Apparently you can teach an old dog new tricks.
Yesterday, the National Energy Board (NEB) finally listened to Canadians and ruled that it will take into account climate pollution in its review of Energy East. This is the first time that the NEB has agreed to consider greenhouse gas (GHG) emissions in the review of a crude oil pipeline.
This is a win for the climate and a rejection for TransCanada, the company behind the pipeline, which pushed the NEB to exclude climate considerations from the review.
In the NEB’s decision on which issues will be included when it reviews the proposed Energy East pipeline, the panel announced it will consider the additional upstream and downstream GHG emissions the pipeline will cause, to help determine whether Energy East is in the public interest.
This means that the NEB will study not only the GHGs emitted during Energy East’s construction and operation, but the GHG emissions from all the oil that would be extracted, refined and transported (upstream), and eventually burned (downstream), because of the pipeline. Preliminary estimates suggest that Energy East would enable upstream GHG emissions of 30 to 32 MT annually and downstream emissions of 265 MT annually, which is the equivalent of operating 68 coal plants.
The NEB also ruled that it would consider how laws and policies to reduce GHGs impact the need for the pipeline. This means the NEB will need to assess how Energy East fits with Canada’s targets to reduce GHG emissions, the pan-Canadian climate framework, and the Alberta Oil Sands Emissions Cap, along with other provincial and federal climate policies. The onus will also be on TransCanada to demonstrate why a 1.1 million barrel per day pipeline is needed in a carbon-constrained future.
These new climate considerations required by the Energy East review represent the outline of a climate test that Environmental Defence has been asking for.
In addition to climate impacts, the NEB has taken a big step forward by widening the scope of the Energy East review to expand the definition of “public interest”, pay greater attention to municipal and community interests, raise the bar for respecting Indigenous rights, and demand more information about the effects of increased marine traffic from Energy East tankers.
Things just got a lot more difficult for TransCanada. If the NEB objectively assesses Energy East using this expanded scope, it’s difficult to see how the federal government can possibly approve this pipeline.
However, the Energy East review is still operating under the broken environmental-decision making process of the previous government. Energy East will be the last crude oil pipeline to move forward using an outdated NEB process.

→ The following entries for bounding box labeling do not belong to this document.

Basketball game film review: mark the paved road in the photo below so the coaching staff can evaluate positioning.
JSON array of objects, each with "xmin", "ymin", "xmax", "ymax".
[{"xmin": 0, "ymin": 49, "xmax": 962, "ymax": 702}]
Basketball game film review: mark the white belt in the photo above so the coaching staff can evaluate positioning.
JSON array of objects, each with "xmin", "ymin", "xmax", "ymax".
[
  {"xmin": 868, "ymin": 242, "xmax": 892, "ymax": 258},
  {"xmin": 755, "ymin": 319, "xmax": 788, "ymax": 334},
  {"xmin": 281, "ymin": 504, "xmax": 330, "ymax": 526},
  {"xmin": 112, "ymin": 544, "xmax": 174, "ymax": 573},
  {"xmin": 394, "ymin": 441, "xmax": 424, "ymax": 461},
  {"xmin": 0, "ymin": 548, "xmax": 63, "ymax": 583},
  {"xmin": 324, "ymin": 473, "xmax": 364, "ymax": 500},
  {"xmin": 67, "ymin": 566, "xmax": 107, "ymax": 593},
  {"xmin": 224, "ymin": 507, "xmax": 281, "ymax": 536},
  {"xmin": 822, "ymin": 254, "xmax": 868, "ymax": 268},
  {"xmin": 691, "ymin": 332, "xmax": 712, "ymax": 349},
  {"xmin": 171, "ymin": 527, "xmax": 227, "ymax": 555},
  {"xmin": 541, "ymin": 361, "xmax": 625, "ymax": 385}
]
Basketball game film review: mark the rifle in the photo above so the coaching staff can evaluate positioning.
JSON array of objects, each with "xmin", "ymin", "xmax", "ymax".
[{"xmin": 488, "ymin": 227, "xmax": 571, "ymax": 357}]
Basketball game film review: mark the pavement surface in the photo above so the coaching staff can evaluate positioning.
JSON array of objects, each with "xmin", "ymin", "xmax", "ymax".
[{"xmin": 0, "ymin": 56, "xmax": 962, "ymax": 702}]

That’s why we’ll continue to call for the postponement of the Energy East review until the NEB is overhauled and environmental law reform is complete. Until these reforms are completed, there is no legal basis to align major energy projects with Canada’s climate targets, and the NEB’s consideration of GHGs from Energy East might not be enough to reject the pipeline on climate grounds.
In the meantime, let’s take a moment to celebrate. After years of hard work, the broken and discredited NEB is finally listening to Canadians. For the first time, an NEB review panel will be considering the broad climate impacts of a tar sands pipeline.
It just got harder for the federal government to approve Energy East.